ByteDance-Seed/Seed-OSS-36B-Instruct
SeedOssForCausalLM
is unfortinately not currently supported by llama.cpp. Please follow https://github.com/ggml-org/llama.cpp/issues/15483 and let us know once it is supported.
By the way, this is supported now (issue is closed).
@mradermacher
Please update to the latest version of llama.cpp of ouer fork and then on nico1 remove the override for Seed-OSS-36B-Instruct
. I already provided the GGUF.
✅
llama_model_quantize: failed to quantize: unknown model architecture: 'seed_oss'
something went wrong with the cuda build, i'll investigate
indeed, the cuda build fails, not sure why. maybe a bug in 12.6
/usr/include/x86_64-linux-gnu/bits/mathcalls.h(79): error: exception
specification is incompatible with that of previous function "cospi"
(declared at line 2595 of
/usr/local/cuda-12.6/bin/../targets/x86_64-linux/include/crt/math_functions.h)

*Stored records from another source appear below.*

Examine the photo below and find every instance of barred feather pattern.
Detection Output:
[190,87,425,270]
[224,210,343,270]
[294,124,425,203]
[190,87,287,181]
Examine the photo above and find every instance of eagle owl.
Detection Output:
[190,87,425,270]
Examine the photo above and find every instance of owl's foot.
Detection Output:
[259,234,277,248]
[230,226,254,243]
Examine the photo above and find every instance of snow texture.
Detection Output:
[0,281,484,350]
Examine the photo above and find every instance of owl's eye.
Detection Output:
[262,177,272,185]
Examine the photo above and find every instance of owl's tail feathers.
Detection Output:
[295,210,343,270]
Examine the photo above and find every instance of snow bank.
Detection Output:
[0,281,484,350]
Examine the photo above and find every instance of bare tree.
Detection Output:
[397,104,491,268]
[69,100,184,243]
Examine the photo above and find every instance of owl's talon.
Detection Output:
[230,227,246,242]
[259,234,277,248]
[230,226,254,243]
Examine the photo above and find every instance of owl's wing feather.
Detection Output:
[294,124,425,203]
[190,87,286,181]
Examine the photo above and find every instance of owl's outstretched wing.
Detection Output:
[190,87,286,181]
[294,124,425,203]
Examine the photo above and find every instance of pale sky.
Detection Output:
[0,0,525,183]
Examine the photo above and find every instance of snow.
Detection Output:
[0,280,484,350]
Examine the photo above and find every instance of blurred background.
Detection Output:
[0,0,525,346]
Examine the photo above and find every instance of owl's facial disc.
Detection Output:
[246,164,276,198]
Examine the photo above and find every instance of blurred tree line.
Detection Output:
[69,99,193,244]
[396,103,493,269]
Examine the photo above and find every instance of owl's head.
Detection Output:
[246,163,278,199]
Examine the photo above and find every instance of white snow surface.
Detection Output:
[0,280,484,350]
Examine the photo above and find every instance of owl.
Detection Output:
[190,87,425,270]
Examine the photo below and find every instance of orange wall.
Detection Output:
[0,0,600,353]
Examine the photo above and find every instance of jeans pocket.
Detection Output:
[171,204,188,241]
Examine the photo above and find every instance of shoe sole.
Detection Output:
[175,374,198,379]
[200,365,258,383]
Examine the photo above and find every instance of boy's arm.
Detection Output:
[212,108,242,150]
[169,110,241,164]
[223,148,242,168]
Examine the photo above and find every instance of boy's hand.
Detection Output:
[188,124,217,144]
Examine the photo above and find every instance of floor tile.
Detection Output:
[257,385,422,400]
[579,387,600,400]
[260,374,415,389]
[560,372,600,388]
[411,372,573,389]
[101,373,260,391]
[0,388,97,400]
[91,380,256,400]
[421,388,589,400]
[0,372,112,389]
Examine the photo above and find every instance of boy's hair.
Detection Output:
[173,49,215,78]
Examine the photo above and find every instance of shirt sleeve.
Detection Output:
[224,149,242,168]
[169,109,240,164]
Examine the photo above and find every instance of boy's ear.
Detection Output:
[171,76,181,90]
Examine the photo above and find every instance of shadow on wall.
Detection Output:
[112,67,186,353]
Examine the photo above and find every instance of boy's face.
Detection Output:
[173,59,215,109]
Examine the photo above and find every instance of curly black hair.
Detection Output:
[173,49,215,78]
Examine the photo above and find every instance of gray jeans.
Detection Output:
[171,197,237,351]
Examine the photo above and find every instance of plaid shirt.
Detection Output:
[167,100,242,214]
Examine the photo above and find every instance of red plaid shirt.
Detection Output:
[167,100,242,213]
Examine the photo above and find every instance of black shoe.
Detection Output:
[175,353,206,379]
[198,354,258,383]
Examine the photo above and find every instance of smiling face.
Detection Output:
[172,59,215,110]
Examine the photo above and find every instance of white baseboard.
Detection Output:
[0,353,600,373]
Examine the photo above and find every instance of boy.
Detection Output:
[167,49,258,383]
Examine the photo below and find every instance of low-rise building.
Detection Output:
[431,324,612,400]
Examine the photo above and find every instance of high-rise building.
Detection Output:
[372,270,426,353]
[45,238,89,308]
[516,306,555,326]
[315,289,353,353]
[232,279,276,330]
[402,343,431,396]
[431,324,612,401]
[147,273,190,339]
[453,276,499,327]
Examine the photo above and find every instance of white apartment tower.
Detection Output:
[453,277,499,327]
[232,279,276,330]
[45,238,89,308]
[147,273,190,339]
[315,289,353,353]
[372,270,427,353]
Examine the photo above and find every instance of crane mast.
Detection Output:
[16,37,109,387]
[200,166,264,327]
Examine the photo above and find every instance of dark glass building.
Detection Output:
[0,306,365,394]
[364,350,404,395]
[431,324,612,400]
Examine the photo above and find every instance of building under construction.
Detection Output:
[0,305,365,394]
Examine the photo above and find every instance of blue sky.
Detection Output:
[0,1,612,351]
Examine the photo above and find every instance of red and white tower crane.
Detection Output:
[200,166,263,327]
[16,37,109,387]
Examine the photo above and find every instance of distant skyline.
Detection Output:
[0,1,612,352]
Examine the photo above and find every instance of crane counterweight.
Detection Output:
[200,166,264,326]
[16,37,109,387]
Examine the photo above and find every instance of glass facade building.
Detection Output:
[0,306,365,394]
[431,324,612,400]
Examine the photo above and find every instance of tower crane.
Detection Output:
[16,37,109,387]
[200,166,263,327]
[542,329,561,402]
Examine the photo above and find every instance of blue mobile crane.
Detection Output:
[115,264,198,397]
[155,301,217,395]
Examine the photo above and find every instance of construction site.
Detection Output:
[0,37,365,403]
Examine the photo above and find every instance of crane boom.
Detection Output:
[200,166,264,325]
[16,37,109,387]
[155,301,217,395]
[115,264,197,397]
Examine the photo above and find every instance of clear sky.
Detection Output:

extern double cospi (double __x) noexcept (true); extern double __cospi (double __x) noexcept (true);
yup, seems cuda 13 (or at least something newer than 12.6) is required. sigh, i have no time for this.
I was able to convert it to GGUF and quantize using a CUDA 12.6 machine. (For the base noSyn model)
quantize does not need or use cuda, afaik, the problem is that we also do llama-imatrix, where we rely on cuda.